I wouldn’t for a moment condone physical violence, yet to a degree, the reaction of a 20-year old who threw a Molotov cocktail at OpenAI CEO Sam Altman’s home should also be weighed from the perspective of joblessness and a bleaker-than-bleak future as a result. I’ve often asked what AI companies and AI bros are trying to achieve by making humans redundant in workplaces. How do they intend to deal with millions of jobless humans walking the face of the earth? Perhaps it’ll then become a civil or law and order issue, not their problem?

Oh, don’t give me that “alternative careers will come up” crap (no AI bro has ever been able to list one alternate career to look forward to; they just talk in circles). And for Altman to blame the violence on what he feels is somewhat critical coverage of OpenAI and his pursuits, simply lays bare the mindset and priorities of the man. But then again, it’s a mindset we already know of. He has once drawn parallels between the food a human eats in their lifetime versus the energy it takes to train an AI model (and the AI bro concluded that AI is better).

This whole AI enthusiasm underlined by well-documented circular financing is a money grab as far as it’ll go. AI will remain, but it’ll remain a tool for humans. Not replace humans. Unless we’re willing to be replaced. I, for one, am not surrendering reasoning and cognition to an AI chatbot. Not in this lifetime.

Every action has an equal and opposite reaction

Apart from rendering millions of humans jobless, another big AI bro fascination over the past year has been data centre investments—billions upon billions of dollars spent and vast amount of energy and water guzzled for AI slop on social media. It’s good to see the pushback has started in the US with the Energy Information Administration expected to implement a nationwide policy that would require data centres to declare how much power they consume.

This would be the first of its kind initiative to collect this information from data centres. One would’ve assumed it’s basic disclosure but that hasn’t been the case so far.

The State Legislature of Maine has passed a law to ban large data centres. Any project that calls itself a large data centre has always led to an increase in energy costs in that geography. There are more US states and cities which are weighing similar legislation. For now, Maine puts a moratorium on construction till late 2027, and in the meantime, a council will be formed that will evaluate any data centre requests weighed against potential cost of living for Maine’s citizens. By the way, here’s a neat crowd-sourced Data Center Proposal Tracker that you might like to browse for a bit.

Mac users!
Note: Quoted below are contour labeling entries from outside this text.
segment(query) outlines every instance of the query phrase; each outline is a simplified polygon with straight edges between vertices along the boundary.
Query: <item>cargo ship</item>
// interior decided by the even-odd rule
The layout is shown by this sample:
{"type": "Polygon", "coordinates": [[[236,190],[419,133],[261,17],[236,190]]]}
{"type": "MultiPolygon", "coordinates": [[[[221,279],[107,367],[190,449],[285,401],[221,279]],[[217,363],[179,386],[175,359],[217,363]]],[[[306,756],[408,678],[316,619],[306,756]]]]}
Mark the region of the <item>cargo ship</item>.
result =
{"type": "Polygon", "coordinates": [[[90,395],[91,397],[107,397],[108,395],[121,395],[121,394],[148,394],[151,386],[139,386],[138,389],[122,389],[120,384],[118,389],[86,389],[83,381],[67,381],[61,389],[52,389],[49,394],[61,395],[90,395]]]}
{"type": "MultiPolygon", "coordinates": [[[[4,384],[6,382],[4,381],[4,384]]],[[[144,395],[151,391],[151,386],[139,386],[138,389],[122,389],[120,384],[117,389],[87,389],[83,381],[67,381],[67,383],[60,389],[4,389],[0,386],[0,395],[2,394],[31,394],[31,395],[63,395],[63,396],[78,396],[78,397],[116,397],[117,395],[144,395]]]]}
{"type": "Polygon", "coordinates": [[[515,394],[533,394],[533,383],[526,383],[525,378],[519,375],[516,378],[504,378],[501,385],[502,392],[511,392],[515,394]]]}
A useful Gemini app

A native Gemini desktop experience is finally arriving on macOS. The native desktop experience means a user can share anything with Gemini or invoke the AI assistant without having to switch windows or apps.

The shortcut is Option+Space to invoke a floating chat bar—and everything will be accessible here exactly how Gemini is on your smartphone, or within the web browser, including uploading files or photos from Google Drive for queries or image generation.

A user will need to give explicit permission to Google Gemini to access the system’s information before sharing a window—Mac’s system settings > Privacy and security and enable Accessibility for Gemini. That will be needed if the intent is to share what’s on the screen for context to a query. The Gemini app for macOS is available globally now, and Gemini access tiers will depend on the subscription plan.

A new Claude, that claims to be better

Anthropic says this is their most powerful generally available model till date, but “its cyber capabilities are not as advanced as those of Mythos Preview”. No surprise that Anthropic is referencing the Mythos claims since a lot was said about it securing the world’s software and whatnot. Anyway, Claude Opus 4.7 is a “notable improvement on Opus 4.6 in advanced software engineering, with particular gains on the most difficult tasks”. You don’t say!

Anthropic says Opus 4.7 is more tasteful and creative when completing professional tasks. It claims higher benchmark scores than Google Gemini 3.1 Pro and ChatGPT 5.4 in agentic coding, multidisciplinary reasoning, and agentic financial analysis. The pricing remains the same as Opus 4.6, at $5 per million input tokens and $25 per million output tokens.